<h1 style="border:2px solid Purple;text-align:center">Introduction 🎖</h1>

This notebook is in continuation of my previous notebook on **training** Tf BERT based baseline model here -> https://www.kaggle.com/prvnkmr/tf-bert-baseline-lb-0-646-training. 

Please go through that if not already done so.

This notebook focuses on inferencing on test data, by the model trained in our training notebook.
Remember that we trained Multiple CV models, so we will go over all those models and take the mean output (sort of like what we do in bagging).

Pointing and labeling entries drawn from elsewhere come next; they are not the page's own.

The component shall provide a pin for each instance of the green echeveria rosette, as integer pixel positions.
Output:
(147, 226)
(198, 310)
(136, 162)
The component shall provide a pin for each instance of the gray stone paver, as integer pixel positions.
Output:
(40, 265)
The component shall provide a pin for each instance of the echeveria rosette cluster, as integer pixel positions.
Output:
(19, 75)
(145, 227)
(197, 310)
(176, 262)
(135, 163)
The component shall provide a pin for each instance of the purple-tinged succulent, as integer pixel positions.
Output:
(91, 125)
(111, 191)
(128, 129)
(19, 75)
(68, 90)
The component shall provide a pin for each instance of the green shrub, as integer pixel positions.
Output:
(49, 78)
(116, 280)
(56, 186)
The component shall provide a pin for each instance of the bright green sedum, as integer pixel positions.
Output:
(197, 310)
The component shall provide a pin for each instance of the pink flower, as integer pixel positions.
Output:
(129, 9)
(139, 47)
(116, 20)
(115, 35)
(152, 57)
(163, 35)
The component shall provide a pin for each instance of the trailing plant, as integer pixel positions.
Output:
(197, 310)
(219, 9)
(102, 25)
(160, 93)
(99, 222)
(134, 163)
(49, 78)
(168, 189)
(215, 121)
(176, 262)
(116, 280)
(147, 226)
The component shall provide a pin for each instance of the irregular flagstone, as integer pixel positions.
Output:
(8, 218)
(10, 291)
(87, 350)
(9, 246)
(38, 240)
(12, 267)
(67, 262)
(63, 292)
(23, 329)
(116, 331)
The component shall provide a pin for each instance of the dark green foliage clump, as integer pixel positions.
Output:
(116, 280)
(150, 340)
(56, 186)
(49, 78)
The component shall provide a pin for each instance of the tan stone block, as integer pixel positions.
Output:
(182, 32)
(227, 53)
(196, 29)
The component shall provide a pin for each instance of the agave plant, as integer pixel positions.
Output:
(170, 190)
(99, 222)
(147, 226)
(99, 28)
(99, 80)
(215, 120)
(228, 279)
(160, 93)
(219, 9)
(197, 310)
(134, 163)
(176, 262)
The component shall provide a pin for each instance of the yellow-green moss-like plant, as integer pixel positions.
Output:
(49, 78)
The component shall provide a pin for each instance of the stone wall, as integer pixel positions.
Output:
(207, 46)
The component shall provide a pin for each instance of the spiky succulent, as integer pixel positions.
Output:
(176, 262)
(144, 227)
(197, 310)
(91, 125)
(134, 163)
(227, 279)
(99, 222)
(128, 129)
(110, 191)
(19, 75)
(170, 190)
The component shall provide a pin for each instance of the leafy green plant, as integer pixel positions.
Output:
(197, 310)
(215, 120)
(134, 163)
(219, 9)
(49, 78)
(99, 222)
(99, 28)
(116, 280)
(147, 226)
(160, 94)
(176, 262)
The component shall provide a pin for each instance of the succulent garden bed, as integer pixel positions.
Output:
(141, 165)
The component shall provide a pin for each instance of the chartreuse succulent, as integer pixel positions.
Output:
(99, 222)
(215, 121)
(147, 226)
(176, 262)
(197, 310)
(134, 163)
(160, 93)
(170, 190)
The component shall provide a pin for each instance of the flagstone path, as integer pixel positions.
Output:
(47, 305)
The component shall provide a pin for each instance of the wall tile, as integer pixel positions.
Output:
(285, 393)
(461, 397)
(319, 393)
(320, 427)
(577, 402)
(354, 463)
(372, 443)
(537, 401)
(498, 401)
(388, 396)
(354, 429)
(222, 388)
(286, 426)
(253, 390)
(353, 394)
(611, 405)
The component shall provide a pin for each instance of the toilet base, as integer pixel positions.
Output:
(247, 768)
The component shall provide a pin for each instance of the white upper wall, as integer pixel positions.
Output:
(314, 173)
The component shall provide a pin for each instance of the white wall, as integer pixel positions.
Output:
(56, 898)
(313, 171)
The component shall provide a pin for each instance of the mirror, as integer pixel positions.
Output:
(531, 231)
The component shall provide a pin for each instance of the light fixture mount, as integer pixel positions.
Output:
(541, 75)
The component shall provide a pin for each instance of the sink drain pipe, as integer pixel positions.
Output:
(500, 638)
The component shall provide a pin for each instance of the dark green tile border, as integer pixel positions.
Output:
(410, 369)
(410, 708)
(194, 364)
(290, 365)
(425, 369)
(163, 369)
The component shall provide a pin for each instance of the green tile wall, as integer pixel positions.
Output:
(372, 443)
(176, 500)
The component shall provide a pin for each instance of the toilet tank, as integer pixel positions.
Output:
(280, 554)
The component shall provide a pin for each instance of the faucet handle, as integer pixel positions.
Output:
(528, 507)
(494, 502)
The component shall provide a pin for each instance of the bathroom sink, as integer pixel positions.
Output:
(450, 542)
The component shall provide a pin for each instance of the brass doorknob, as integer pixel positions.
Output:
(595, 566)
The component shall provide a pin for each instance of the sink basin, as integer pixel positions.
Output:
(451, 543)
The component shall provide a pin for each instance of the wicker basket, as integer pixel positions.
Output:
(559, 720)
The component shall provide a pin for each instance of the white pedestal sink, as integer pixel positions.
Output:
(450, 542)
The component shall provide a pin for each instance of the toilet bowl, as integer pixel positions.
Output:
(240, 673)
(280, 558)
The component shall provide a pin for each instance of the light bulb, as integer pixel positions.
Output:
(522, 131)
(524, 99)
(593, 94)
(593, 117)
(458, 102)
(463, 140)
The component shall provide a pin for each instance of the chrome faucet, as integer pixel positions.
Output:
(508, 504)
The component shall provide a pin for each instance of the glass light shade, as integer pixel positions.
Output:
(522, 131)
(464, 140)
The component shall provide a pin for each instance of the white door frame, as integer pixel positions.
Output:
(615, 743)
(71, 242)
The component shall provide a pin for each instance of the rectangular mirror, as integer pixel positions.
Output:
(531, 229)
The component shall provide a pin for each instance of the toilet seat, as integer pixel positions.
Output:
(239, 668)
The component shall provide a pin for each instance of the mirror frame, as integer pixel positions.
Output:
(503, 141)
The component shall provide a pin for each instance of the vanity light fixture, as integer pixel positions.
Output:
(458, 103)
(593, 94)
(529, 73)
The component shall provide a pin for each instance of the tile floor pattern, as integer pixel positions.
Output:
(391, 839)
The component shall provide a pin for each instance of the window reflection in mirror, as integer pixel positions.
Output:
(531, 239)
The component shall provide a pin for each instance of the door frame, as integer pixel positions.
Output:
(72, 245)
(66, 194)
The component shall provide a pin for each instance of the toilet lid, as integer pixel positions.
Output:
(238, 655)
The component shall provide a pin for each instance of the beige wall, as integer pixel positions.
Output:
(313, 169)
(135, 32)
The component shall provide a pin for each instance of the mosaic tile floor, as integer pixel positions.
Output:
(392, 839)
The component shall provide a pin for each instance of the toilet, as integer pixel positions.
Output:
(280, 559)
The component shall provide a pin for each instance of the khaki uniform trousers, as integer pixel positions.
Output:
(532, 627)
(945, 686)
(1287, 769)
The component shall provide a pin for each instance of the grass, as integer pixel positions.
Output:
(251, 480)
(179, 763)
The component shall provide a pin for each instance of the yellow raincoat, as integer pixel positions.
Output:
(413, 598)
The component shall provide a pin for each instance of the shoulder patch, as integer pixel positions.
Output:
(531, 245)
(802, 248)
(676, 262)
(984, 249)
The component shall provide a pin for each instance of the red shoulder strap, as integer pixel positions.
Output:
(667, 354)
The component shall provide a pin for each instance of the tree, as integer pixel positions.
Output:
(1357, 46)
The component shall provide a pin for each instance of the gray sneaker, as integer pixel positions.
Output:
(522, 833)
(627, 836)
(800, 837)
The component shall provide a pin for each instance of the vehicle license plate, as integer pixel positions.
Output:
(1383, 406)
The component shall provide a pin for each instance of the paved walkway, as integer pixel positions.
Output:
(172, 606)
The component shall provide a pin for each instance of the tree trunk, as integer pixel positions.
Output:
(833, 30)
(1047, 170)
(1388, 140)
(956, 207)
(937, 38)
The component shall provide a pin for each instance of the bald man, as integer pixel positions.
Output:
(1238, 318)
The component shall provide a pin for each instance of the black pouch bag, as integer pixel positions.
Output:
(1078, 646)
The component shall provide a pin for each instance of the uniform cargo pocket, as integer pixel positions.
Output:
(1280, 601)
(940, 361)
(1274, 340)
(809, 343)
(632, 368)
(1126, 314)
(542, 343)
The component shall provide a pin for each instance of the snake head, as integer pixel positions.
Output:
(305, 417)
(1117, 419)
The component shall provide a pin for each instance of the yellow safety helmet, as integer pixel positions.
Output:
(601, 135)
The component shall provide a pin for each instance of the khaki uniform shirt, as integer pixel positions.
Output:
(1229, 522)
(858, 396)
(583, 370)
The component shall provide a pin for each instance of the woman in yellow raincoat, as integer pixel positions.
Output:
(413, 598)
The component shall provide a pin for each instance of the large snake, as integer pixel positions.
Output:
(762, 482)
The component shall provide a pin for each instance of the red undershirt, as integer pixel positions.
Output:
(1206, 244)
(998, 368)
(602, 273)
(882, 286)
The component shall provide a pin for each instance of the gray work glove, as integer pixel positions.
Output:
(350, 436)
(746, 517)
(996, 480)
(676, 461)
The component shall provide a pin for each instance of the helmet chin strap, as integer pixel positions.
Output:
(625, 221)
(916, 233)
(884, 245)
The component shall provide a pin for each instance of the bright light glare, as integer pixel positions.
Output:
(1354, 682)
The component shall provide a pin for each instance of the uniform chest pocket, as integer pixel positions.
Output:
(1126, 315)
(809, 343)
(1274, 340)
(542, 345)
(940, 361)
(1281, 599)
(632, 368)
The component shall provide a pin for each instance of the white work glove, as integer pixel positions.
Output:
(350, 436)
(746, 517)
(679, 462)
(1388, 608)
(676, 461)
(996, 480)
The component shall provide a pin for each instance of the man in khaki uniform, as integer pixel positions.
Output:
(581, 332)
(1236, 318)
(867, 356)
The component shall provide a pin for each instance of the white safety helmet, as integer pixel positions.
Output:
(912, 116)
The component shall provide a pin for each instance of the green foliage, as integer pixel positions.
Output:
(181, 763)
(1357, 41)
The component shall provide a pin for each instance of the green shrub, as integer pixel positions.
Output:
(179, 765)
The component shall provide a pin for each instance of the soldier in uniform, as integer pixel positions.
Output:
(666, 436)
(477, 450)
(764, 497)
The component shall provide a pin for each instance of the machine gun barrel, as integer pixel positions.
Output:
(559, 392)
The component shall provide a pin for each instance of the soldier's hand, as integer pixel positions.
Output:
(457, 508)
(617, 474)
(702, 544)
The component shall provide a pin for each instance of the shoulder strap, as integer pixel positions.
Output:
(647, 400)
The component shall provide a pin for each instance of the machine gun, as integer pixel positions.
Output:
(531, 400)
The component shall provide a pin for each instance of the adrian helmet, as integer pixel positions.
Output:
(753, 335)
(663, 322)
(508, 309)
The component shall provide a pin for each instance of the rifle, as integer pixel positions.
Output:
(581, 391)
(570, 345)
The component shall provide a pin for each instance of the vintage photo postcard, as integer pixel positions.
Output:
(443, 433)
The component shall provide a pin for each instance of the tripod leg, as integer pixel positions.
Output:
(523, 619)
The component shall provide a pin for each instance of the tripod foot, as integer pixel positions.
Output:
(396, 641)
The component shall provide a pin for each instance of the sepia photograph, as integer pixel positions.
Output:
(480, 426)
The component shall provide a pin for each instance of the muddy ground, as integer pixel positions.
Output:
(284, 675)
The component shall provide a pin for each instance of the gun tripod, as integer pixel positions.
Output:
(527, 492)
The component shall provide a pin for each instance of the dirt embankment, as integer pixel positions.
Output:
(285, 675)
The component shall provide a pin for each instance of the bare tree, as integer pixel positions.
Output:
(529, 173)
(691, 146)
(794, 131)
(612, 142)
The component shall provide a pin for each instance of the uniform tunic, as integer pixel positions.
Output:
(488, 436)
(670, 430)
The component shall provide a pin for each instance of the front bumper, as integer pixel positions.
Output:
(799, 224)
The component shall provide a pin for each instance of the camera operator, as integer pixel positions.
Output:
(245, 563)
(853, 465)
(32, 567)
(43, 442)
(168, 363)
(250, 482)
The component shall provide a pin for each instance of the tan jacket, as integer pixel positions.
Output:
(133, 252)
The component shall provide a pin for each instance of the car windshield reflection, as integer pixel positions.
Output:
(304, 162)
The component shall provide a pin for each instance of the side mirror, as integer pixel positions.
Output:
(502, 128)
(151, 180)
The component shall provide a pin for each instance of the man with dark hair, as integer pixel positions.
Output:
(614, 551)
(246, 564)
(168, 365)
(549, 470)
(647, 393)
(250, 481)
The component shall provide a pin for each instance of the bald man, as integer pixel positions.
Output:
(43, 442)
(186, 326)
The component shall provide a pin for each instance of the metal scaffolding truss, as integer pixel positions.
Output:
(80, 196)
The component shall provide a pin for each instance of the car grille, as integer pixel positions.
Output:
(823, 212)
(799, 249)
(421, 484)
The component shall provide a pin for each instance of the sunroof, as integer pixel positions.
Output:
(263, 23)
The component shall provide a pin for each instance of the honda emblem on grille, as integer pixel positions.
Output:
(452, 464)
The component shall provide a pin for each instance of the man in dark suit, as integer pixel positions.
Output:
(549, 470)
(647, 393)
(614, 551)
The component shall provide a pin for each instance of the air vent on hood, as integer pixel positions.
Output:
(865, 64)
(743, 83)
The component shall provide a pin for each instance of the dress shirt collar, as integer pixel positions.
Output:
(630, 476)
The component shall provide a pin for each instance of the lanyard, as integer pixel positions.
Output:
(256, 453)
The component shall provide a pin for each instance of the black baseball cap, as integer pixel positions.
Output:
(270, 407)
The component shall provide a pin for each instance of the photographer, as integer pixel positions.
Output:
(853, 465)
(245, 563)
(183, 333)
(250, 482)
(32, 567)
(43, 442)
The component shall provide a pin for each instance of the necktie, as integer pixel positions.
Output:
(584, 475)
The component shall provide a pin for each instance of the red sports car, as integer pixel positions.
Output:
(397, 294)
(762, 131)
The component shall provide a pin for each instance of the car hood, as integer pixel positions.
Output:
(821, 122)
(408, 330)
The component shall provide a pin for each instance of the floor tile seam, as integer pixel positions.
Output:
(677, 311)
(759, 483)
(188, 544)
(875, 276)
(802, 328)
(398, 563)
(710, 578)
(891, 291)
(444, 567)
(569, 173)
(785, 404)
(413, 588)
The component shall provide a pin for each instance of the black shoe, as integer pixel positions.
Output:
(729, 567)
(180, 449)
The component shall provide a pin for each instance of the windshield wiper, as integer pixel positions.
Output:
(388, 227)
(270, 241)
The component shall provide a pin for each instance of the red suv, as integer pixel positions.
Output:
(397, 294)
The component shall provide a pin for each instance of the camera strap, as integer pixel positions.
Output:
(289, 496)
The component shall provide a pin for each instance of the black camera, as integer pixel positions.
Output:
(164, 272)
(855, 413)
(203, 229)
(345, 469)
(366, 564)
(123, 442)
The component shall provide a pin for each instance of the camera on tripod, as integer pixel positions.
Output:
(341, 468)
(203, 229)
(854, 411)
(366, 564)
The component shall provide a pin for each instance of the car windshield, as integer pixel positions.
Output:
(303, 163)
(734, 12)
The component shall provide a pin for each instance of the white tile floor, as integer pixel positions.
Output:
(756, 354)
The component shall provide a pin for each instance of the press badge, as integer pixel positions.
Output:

**As always if you like the content, please do remember to upvote !! 😃😃**

# Imports

In [None]:
import pandas as pd
from pathlib import Path
import os
import numpy as np
from sklearn.model_selection import KFold
import gc

import tensorflow as tf
from tensorflow.keras import Model, Input, backend as K
from tensorflow.keras.initializers import Constant
from tensorflow.keras.layers import Dense, Embedding, Bidirectional, LSTM, Dropout
from tensorflow.keras.layers.experimental.preprocessing import TextVectorization
from tensorflow.keras.metrics import RootMeanSquaredError
from tensorflow.keras.callbacks import EarlyStopping, LearningRateScheduler
from tensorflow.keras.utils import to_categorical
from tensorflow.keras.optimizers import Adam
from transformers import TFBertModel, BertConfig, BertTokenizerFast

# Configs

In [None]:
class CFG:
    
    model_name = 'best_model'

    data_dir = Path('../input/commonlitreadabilityprize')
    train_file = data_dir / 'train.csv'
    test_file = data_dir / 'test.csv'
    sample_file = data_dir / 'sample_submission.csv'

    build_dir = Path('./build/')
    output_dir = build_dir / model_name
    trn_encoded_file = output_dir / 'trn.enc.joblib'
    val_predict_file = output_dir / f'{model_name}.val.txt'
    submission_file = 'submission.csv'

    pretrained_dir = '../input/tfbert-large-uncased'

    id_col = 'id'
    target_col = 'target'
    text_col = 'excerpt'

    output_dir.mkdir(parents=True, exist_ok=True)

    max_len = 205
    n_fold = 5
    n_est = 10
    n_stop = 2
    batch_size = 8
    seed = 42

# Building Model

In [None]:
class Tokenize:
    
    def load_tokenizer():
        
        if not os.path.exists(CFG.pretrained_dir + '/vocab.txt'):
            Path(CFG.pretrained_dir).mkdir(parents=True, exist_ok=True)
            tokenizer = BertTokenizerFast.from_pretrained("bert-large-uncased")
            tokenizer.save_pretrained(CFG.pretrained_dir)
        else:
            print('loading the saved pretrained tokenizer')
            tokenizer = BertTokenizerFast.from_pretrained(CFG.pretrained_dir)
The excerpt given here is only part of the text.